Top End Children Shine at Inaugural Camp

04/09/19
The RIDBC Top End Camp was made possible by the generous and continued support from Hyundai Help for Kids. The RIDBC Top End Camp was made possible by the generous and continued support from Hyundai Help for Kids.

In mid-August, school-aged children from across the Northern Territory, who are deaf or hard of hearing, came together in Darwin for a unique Top End camp experience, the first-ever hosted in the region.

The two-day event blended educational experiences with a range of fun and social activities, providing opportunities for the children to practice their communication and social skills, and build relationships. The camp was attended by children who use spoken language and/or Auslan to communicate.

Healthy Harold visit Healthy Harold meet the children

Liz Fisher, RIDBC Teacher of the Deaf in Darwin, says "It was a great opportunity to bring the children together to build friendships, communicate and play. We had an Auslan interpreter on-site for the two days and used a range of assistive technologies for those with listening devices, be that hearing aids or cochlear implants".

"The youngest child was five and the oldest thirteen, so there was quite an age range, but we structured it so that it worked for everyone. We saw the oldest child step up into an informal mentoring role, which was fantastic for him and the group", Liz continues.

The camp opened with a visit to the Territory Wildlife Park, where the children witnessed a spectacular bird show and participated in an exclusive reptile experience. In the evening, a pizza dinner and sleepover gave families and children a sometimes-rare opportunity to connect with others who have similar experiences.

Wildlife park photo 1 Wildlife park photo 2

"The families quickly began to develop friendships by sharing stories, recommendations and problem-solving for those everyday things; for example, which bike helmet is best for a child with cochlear implants", explains Liz.

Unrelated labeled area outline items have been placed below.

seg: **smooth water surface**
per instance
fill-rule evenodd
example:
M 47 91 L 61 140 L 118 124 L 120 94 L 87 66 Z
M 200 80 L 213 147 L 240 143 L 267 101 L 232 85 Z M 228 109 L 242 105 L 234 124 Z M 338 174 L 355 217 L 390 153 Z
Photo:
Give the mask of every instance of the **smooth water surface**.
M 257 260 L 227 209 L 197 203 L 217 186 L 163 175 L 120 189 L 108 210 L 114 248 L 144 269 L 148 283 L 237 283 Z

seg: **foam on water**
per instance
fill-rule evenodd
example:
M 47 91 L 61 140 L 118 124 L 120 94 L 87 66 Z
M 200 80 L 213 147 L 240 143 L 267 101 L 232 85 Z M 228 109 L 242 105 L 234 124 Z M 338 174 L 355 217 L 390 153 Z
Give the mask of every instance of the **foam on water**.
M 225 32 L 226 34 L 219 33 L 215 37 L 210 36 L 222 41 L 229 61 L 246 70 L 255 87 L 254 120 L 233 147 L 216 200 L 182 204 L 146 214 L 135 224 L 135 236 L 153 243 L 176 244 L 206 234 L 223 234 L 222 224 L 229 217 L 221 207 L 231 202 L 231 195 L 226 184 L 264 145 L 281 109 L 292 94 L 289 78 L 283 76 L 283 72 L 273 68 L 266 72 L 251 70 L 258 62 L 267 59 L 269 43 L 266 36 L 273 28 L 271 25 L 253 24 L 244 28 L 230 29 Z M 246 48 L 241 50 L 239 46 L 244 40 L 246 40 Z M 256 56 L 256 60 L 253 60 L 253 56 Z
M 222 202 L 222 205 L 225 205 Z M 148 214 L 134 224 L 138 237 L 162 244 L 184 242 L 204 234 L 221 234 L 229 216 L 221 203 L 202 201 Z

On day two, after a visit from Healthy Harold, the children were thrilled to take part in AFL and soccer clinics, run by Deaf Sports Australia. "The children had such a great time playing in teams and building connections with each other” enthuses Liz. The coach, who is hard of hearing, engaged the participants and gave instructions using a blend of assistive technologies, visual cues and Auslan. “It was just really fun," she says.

Deaf Sports Australia visit photo 1 Deaf Sports Australia visit photo 2Deaf Sports Australia visit photo 3

And although on the surface it appeared entirely of 'fun and games', the camp plays an important role to support language development, helping the children progress toward their individual goals.

Liz agrees, "The social aspect is fantastic, and it was great to see the kids playing together but it's also about developing language, communication and learning."

The learning extends to the parents and caregivers too, who are invited to take part in a range of workshops designed to provide strategies to support their child's education and well-being. The following workshops were facilitated:

  • Assistive technologies by RIDBC Audiologist Kerry Bell and Speech Pathologist Jackie Stirling, in conjunction with Hearing Australia
  • Social and emotional development by RIDBC Psychologist Paul Kallaras
  • The importance of advocacy, that is, providing parents with practical tools to support their child's education by Liz and RIDBC Speech Pathologist Christina Talbot

"Every child at the camp attends a mainstream school, and potentially their current and future teachers may not have direct experience with children who are deaf or hard of hearing, so it is important that parents and caregivers can explain and advocate for their child’s needs," Liz explains.

"By giving parents the language and practical tools to talk about their child and their educational needs, we hope to give them the confidence to speak up, ensuring their child has fair and equal access to the school curriculum."

 

According to Liz, the camp changes the way both parents and children view the therapy experience. "After a social event like this one, we definitely have a different level of rapport with their families and the children. We've built a social connection and it changes how they see us, deepening the relationship, and enabling us to work even more closely with the family to achieve the best outcomes for their child."

The RIDBC Top End Camp was made possible by the generous and continued support from Hyundai Help for Kids. Without such support this opportunity would not be possible for the RIDBC families. We offer our thanks and appreciation.